Los demás se apiñaron a su alrededor en un silencio expectante.

«27 de agosto de 1845. Posición 74.36.2012 Norte, 92.17.432 Oeste. Frente a la isla de Devon. Marejadilla, hielo, vientos del oeste de 5 nudos. Cruzamos la bahía de Lancaster por delante del Terror cuando el vigía avista una vela a las 09.00. A las 11.00, se acerca el ballenero Governess Sarah, de Ciudad del Cabo, Sudáfrica, al mando del capitán Emlyn Brown. Brown informa que el navío ha resultado dañado por el hielo, lo que lo ha obligado a permanecer en la bahía varias semanas, pero que ahora está reparado. Tienen escasez de provisiones. Les damos un barril de harina, veinticinco kilos de carne de cerdo salada, una pequeña cantidad de carnes envasadas, y un cuarto de barril de ron. Se observa que muchos de los tripulantes del ballenero muestran un extraño comportamiento. En agradecimiento por las provisiones, el capitán Brown nos da diez sacos de “plata dura”, un mineral poco conocido que se extrae en Sudáfrica. Brown afirma que tiene la propiedad de conservar muy bien el calor. La tripulación del barco ha comenzado a calentar cubos del mineral en la cocina y los colocan debajo de los camastros por la noche, con buenos resultados. Mañana pondremos rumbo al estrecho de Barrow».

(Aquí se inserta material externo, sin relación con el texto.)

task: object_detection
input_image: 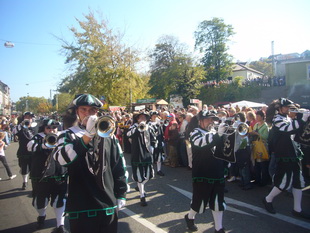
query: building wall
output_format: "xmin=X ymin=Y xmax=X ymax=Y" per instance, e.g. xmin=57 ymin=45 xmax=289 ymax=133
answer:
xmin=232 ymin=70 xmax=262 ymax=80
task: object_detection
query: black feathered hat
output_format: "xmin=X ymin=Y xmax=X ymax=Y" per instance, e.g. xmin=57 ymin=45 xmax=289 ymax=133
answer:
xmin=72 ymin=94 xmax=103 ymax=108
xmin=279 ymin=98 xmax=296 ymax=108
xmin=198 ymin=110 xmax=219 ymax=121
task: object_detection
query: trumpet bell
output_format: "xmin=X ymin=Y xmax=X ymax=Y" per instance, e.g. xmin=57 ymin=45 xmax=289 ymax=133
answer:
xmin=23 ymin=119 xmax=38 ymax=129
xmin=237 ymin=123 xmax=249 ymax=136
xmin=138 ymin=121 xmax=148 ymax=133
xmin=44 ymin=133 xmax=57 ymax=148
xmin=96 ymin=116 xmax=116 ymax=138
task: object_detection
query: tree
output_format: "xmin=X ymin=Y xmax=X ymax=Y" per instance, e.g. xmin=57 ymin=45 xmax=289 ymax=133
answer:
xmin=58 ymin=12 xmax=147 ymax=105
xmin=195 ymin=18 xmax=234 ymax=82
xmin=16 ymin=96 xmax=52 ymax=114
xmin=249 ymin=60 xmax=272 ymax=77
xmin=149 ymin=36 xmax=204 ymax=101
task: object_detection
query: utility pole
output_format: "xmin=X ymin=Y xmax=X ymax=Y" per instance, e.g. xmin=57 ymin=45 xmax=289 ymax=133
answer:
xmin=271 ymin=41 xmax=276 ymax=81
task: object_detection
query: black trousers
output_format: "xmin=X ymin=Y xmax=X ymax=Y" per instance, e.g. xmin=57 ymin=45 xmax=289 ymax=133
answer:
xmin=69 ymin=211 xmax=118 ymax=233
xmin=0 ymin=155 xmax=12 ymax=177
xmin=18 ymin=155 xmax=31 ymax=175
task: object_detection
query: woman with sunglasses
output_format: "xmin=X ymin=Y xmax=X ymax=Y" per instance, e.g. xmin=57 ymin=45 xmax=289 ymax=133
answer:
xmin=27 ymin=118 xmax=67 ymax=233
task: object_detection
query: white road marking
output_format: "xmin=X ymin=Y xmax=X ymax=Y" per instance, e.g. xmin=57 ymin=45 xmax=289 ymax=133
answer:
xmin=169 ymin=185 xmax=255 ymax=217
xmin=169 ymin=185 xmax=310 ymax=229
xmin=121 ymin=208 xmax=167 ymax=233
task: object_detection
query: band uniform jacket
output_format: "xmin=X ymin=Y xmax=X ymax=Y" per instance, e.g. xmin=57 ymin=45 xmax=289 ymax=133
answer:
xmin=127 ymin=123 xmax=153 ymax=165
xmin=27 ymin=132 xmax=67 ymax=182
xmin=190 ymin=127 xmax=226 ymax=179
xmin=16 ymin=124 xmax=33 ymax=157
xmin=268 ymin=114 xmax=304 ymax=158
xmin=54 ymin=126 xmax=127 ymax=217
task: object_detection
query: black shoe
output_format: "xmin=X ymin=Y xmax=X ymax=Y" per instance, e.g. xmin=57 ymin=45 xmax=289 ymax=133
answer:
xmin=292 ymin=210 xmax=310 ymax=219
xmin=157 ymin=171 xmax=165 ymax=176
xmin=22 ymin=182 xmax=28 ymax=190
xmin=184 ymin=214 xmax=198 ymax=231
xmin=37 ymin=215 xmax=46 ymax=229
xmin=52 ymin=225 xmax=69 ymax=233
xmin=140 ymin=197 xmax=147 ymax=206
xmin=263 ymin=197 xmax=276 ymax=214
xmin=242 ymin=185 xmax=253 ymax=190
xmin=135 ymin=186 xmax=146 ymax=197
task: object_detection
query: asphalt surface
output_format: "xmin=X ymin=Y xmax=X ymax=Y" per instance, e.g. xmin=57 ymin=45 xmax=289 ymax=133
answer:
xmin=0 ymin=143 xmax=310 ymax=233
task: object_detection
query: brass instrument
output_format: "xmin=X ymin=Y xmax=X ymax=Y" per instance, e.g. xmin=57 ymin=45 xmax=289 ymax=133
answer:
xmin=44 ymin=133 xmax=58 ymax=148
xmin=208 ymin=122 xmax=249 ymax=136
xmin=138 ymin=121 xmax=148 ymax=133
xmin=22 ymin=119 xmax=38 ymax=129
xmin=96 ymin=115 xmax=116 ymax=138
xmin=290 ymin=108 xmax=310 ymax=114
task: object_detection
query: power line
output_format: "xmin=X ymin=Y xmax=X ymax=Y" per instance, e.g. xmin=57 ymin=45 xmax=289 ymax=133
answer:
xmin=0 ymin=39 xmax=60 ymax=46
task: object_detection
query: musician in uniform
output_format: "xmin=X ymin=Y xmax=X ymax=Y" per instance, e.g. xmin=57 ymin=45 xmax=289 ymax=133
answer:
xmin=123 ymin=114 xmax=132 ymax=153
xmin=263 ymin=98 xmax=310 ymax=219
xmin=27 ymin=118 xmax=67 ymax=233
xmin=15 ymin=112 xmax=34 ymax=190
xmin=185 ymin=110 xmax=227 ymax=232
xmin=127 ymin=112 xmax=154 ymax=206
xmin=53 ymin=94 xmax=127 ymax=233
xmin=148 ymin=111 xmax=165 ymax=176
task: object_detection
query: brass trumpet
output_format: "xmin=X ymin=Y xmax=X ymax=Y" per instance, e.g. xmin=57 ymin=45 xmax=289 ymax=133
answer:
xmin=22 ymin=119 xmax=38 ymax=129
xmin=96 ymin=115 xmax=116 ymax=138
xmin=44 ymin=133 xmax=58 ymax=148
xmin=209 ymin=122 xmax=249 ymax=136
xmin=138 ymin=121 xmax=148 ymax=133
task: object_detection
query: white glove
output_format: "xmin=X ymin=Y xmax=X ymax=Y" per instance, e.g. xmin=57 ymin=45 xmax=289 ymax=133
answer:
xmin=117 ymin=199 xmax=126 ymax=210
xmin=85 ymin=115 xmax=98 ymax=138
xmin=217 ymin=123 xmax=226 ymax=137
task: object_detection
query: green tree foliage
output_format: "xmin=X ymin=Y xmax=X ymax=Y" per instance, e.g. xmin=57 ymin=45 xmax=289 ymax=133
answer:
xmin=53 ymin=93 xmax=74 ymax=114
xmin=58 ymin=12 xmax=143 ymax=105
xmin=149 ymin=36 xmax=204 ymax=101
xmin=16 ymin=96 xmax=52 ymax=114
xmin=199 ymin=81 xmax=261 ymax=104
xmin=249 ymin=60 xmax=272 ymax=77
xmin=195 ymin=18 xmax=234 ymax=82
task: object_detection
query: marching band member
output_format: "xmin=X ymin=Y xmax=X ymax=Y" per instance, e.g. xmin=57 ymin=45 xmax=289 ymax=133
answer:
xmin=263 ymin=98 xmax=310 ymax=219
xmin=127 ymin=112 xmax=154 ymax=206
xmin=185 ymin=111 xmax=226 ymax=232
xmin=15 ymin=112 xmax=34 ymax=190
xmin=27 ymin=118 xmax=67 ymax=233
xmin=149 ymin=111 xmax=165 ymax=176
xmin=54 ymin=94 xmax=127 ymax=233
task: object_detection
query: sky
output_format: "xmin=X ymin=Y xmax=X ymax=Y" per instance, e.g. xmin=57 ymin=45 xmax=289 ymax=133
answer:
xmin=0 ymin=0 xmax=310 ymax=102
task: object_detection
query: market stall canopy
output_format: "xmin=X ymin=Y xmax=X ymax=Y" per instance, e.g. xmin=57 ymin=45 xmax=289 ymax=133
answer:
xmin=224 ymin=100 xmax=267 ymax=108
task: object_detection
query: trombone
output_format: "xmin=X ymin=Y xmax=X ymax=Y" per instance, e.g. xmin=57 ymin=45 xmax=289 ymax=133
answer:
xmin=138 ymin=121 xmax=148 ymax=133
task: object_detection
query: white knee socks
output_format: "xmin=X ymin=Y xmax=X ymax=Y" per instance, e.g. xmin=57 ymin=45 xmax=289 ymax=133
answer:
xmin=188 ymin=208 xmax=197 ymax=219
xmin=266 ymin=187 xmax=282 ymax=202
xmin=292 ymin=188 xmax=302 ymax=212
xmin=212 ymin=210 xmax=223 ymax=231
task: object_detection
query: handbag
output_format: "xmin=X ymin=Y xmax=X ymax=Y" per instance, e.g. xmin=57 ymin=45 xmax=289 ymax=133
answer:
xmin=252 ymin=137 xmax=269 ymax=160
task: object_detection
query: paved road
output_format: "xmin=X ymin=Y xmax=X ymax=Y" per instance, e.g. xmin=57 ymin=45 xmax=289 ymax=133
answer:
xmin=0 ymin=143 xmax=310 ymax=233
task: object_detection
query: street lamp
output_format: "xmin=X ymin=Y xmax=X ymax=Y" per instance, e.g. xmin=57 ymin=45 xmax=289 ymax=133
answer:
xmin=4 ymin=41 xmax=15 ymax=48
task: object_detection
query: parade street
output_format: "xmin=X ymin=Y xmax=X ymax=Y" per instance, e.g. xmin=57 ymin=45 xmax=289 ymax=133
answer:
xmin=0 ymin=142 xmax=310 ymax=233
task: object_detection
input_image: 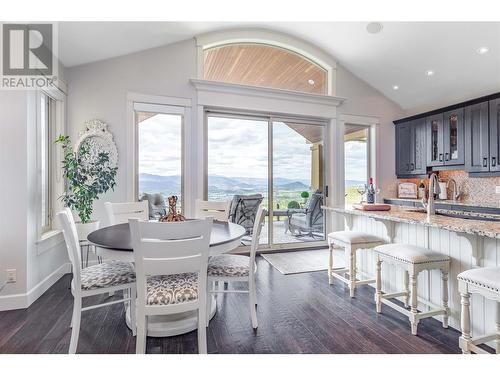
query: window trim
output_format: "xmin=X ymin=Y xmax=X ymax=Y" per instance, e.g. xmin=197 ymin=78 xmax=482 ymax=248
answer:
xmin=126 ymin=92 xmax=192 ymax=214
xmin=195 ymin=28 xmax=337 ymax=96
xmin=33 ymin=87 xmax=66 ymax=241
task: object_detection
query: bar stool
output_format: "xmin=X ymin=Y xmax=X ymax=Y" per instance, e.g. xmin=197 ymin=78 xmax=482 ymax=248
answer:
xmin=374 ymin=243 xmax=450 ymax=335
xmin=328 ymin=231 xmax=385 ymax=297
xmin=457 ymin=267 xmax=500 ymax=354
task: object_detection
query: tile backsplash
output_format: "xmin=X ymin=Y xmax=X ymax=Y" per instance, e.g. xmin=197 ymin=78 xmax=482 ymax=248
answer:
xmin=398 ymin=170 xmax=500 ymax=208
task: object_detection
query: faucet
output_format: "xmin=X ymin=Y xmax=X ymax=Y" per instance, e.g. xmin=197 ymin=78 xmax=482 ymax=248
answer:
xmin=422 ymin=173 xmax=440 ymax=221
xmin=446 ymin=178 xmax=461 ymax=201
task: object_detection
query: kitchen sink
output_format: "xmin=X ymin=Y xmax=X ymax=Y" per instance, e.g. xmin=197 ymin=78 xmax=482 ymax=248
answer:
xmin=406 ymin=208 xmax=500 ymax=222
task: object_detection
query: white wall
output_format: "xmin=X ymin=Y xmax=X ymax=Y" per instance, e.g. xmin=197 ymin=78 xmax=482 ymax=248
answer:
xmin=67 ymin=40 xmax=403 ymax=225
xmin=0 ymin=61 xmax=68 ymax=310
xmin=68 ymin=39 xmax=196 ymax=225
xmin=337 ymin=64 xmax=404 ymax=197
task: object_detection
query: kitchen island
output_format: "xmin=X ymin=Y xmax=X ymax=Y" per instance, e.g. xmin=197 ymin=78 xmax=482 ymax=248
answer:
xmin=323 ymin=205 xmax=500 ymax=346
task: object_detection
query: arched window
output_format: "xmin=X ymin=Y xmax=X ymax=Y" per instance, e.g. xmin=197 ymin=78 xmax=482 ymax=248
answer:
xmin=203 ymin=43 xmax=328 ymax=95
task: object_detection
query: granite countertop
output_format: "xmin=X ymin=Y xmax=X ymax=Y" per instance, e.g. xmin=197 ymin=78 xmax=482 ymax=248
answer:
xmin=385 ymin=198 xmax=499 ymax=212
xmin=323 ymin=205 xmax=500 ymax=239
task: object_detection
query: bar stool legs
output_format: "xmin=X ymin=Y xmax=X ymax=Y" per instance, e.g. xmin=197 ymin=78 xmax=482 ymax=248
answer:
xmin=458 ymin=293 xmax=471 ymax=354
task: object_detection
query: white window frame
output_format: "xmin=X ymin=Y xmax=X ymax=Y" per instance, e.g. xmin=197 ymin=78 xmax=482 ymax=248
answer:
xmin=126 ymin=92 xmax=191 ymax=214
xmin=34 ymin=87 xmax=66 ymax=247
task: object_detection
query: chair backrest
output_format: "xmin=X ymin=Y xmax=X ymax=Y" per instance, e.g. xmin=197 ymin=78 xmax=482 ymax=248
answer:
xmin=306 ymin=193 xmax=323 ymax=227
xmin=250 ymin=205 xmax=267 ymax=275
xmin=104 ymin=201 xmax=149 ymax=225
xmin=140 ymin=193 xmax=167 ymax=220
xmin=129 ymin=217 xmax=213 ymax=304
xmin=229 ymin=194 xmax=263 ymax=234
xmin=195 ymin=199 xmax=231 ymax=221
xmin=56 ymin=207 xmax=82 ymax=290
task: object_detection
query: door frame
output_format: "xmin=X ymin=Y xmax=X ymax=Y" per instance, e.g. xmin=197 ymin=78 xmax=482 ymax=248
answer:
xmin=203 ymin=107 xmax=329 ymax=251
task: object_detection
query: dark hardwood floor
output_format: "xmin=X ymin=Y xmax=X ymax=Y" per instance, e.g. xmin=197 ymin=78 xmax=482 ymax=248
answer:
xmin=0 ymin=257 xmax=459 ymax=353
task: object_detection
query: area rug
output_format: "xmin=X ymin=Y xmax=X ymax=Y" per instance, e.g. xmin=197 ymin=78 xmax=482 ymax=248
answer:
xmin=262 ymin=249 xmax=346 ymax=275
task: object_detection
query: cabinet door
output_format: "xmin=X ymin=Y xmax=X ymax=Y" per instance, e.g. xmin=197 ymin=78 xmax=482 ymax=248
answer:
xmin=396 ymin=122 xmax=411 ymax=176
xmin=427 ymin=114 xmax=444 ymax=166
xmin=465 ymin=102 xmax=490 ymax=172
xmin=443 ymin=108 xmax=465 ymax=165
xmin=490 ymin=99 xmax=500 ymax=172
xmin=410 ymin=118 xmax=427 ymax=174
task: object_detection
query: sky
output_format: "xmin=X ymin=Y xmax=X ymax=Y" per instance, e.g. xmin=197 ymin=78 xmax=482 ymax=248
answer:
xmin=139 ymin=114 xmax=366 ymax=181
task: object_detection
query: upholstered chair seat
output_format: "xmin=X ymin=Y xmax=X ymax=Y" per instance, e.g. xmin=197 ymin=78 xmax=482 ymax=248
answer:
xmin=146 ymin=273 xmax=198 ymax=305
xmin=208 ymin=254 xmax=257 ymax=277
xmin=81 ymin=261 xmax=135 ymax=290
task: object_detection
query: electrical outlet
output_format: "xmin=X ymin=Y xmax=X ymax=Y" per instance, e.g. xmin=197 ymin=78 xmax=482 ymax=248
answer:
xmin=5 ymin=269 xmax=17 ymax=283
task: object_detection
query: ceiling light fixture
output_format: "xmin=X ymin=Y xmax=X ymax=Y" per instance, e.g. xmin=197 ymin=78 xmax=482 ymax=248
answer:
xmin=366 ymin=22 xmax=384 ymax=34
xmin=476 ymin=47 xmax=490 ymax=55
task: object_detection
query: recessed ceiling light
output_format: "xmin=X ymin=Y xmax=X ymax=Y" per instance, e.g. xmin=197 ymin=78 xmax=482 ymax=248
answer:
xmin=476 ymin=47 xmax=490 ymax=55
xmin=366 ymin=22 xmax=384 ymax=34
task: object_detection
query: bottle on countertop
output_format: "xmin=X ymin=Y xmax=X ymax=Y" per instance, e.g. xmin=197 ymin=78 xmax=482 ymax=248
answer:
xmin=366 ymin=177 xmax=375 ymax=203
xmin=418 ymin=180 xmax=425 ymax=199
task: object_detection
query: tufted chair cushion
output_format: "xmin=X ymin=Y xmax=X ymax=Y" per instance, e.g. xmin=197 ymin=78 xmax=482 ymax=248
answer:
xmin=82 ymin=261 xmax=135 ymax=290
xmin=457 ymin=267 xmax=500 ymax=293
xmin=208 ymin=254 xmax=257 ymax=277
xmin=146 ymin=273 xmax=198 ymax=305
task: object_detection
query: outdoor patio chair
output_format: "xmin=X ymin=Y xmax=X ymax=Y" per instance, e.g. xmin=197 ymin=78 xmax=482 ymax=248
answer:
xmin=288 ymin=192 xmax=323 ymax=238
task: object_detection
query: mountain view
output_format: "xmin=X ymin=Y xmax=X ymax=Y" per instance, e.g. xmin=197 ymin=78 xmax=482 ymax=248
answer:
xmin=139 ymin=173 xmax=364 ymax=207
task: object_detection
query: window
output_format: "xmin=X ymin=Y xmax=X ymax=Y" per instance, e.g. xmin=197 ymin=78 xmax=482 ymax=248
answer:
xmin=203 ymin=43 xmax=328 ymax=95
xmin=134 ymin=103 xmax=184 ymax=211
xmin=38 ymin=93 xmax=56 ymax=234
xmin=344 ymin=124 xmax=370 ymax=203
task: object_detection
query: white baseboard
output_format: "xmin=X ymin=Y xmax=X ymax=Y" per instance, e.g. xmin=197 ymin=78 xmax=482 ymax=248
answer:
xmin=0 ymin=263 xmax=71 ymax=311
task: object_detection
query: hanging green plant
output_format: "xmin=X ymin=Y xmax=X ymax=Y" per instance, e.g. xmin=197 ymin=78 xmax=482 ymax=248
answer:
xmin=55 ymin=135 xmax=118 ymax=224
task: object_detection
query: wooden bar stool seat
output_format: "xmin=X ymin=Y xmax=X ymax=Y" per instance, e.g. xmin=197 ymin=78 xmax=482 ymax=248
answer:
xmin=328 ymin=231 xmax=385 ymax=297
xmin=457 ymin=267 xmax=500 ymax=354
xmin=374 ymin=243 xmax=450 ymax=335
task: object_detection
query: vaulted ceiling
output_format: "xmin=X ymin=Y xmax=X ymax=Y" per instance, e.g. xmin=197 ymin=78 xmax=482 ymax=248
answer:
xmin=59 ymin=22 xmax=500 ymax=112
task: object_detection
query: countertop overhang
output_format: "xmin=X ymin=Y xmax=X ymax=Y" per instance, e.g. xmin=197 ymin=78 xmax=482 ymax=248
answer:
xmin=322 ymin=205 xmax=500 ymax=239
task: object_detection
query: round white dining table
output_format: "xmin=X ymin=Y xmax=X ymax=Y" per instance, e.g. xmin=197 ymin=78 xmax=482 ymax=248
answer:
xmin=87 ymin=221 xmax=246 ymax=337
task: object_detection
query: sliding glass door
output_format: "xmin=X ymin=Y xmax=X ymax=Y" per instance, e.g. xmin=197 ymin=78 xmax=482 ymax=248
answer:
xmin=205 ymin=113 xmax=325 ymax=248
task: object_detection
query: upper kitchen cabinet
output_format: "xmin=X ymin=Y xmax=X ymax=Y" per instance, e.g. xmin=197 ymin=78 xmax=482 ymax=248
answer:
xmin=396 ymin=119 xmax=427 ymax=177
xmin=489 ymin=99 xmax=500 ymax=172
xmin=427 ymin=108 xmax=465 ymax=167
xmin=465 ymin=102 xmax=490 ymax=172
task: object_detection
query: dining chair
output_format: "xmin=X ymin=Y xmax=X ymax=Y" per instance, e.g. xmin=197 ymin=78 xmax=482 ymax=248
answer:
xmin=129 ymin=217 xmax=213 ymax=354
xmin=104 ymin=200 xmax=149 ymax=225
xmin=207 ymin=205 xmax=267 ymax=329
xmin=195 ymin=199 xmax=231 ymax=221
xmin=57 ymin=208 xmax=136 ymax=354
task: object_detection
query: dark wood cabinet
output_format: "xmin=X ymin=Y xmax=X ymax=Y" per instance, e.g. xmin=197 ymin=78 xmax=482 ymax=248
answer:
xmin=443 ymin=108 xmax=465 ymax=165
xmin=394 ymin=92 xmax=500 ymax=178
xmin=489 ymin=99 xmax=500 ymax=172
xmin=427 ymin=113 xmax=444 ymax=167
xmin=396 ymin=119 xmax=427 ymax=176
xmin=465 ymin=102 xmax=490 ymax=172
xmin=427 ymin=108 xmax=465 ymax=167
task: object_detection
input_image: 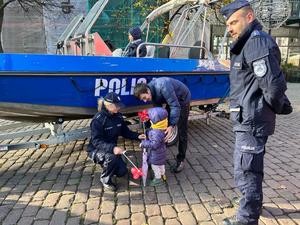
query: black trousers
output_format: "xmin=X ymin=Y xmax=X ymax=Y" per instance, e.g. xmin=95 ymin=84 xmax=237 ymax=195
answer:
xmin=166 ymin=103 xmax=190 ymax=162
xmin=89 ymin=151 xmax=127 ymax=184
xmin=234 ymin=132 xmax=268 ymax=225
xmin=176 ymin=103 xmax=190 ymax=162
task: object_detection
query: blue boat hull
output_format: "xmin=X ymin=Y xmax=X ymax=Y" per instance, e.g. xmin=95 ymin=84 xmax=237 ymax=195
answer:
xmin=0 ymin=54 xmax=229 ymax=121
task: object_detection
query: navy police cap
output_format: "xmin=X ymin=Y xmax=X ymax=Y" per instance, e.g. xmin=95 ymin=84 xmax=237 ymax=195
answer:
xmin=220 ymin=0 xmax=250 ymax=20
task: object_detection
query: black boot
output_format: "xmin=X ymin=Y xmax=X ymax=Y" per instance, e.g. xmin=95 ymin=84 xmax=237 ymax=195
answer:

Pitt dejó que calasen las palabras, y después alzó la cabeza. Una mirada de desilusión aparecía en los rostros de los hombres que lo rodeaban. Giordino fue el primero en hablar.

—Sudáfrica —repitió—. El saco de arpillera que encontramos en la bodega. Llevaba escrito Bushveld, Sudáfrica. Por mucho que nos duela, es una prueba de la veracidad del relato.

—¿Quizá todavía estén extrayendo el mineral en África? —planteó Dahlgren.

Pitt sacudió la cabeza.

—Recordaría ese nombre. Fue una de las minas que Yaeger comprobó. Se agotó hará aproximadamente cuarenta años.

—O sea que no queda rutenio en el Ártico —manifestó Stenseth escuetamente.

—No. —Pitt cerró el diario con una expresión de derrota—. Como Franklin, hemos recorrido un frío y mortal Paso a la nada.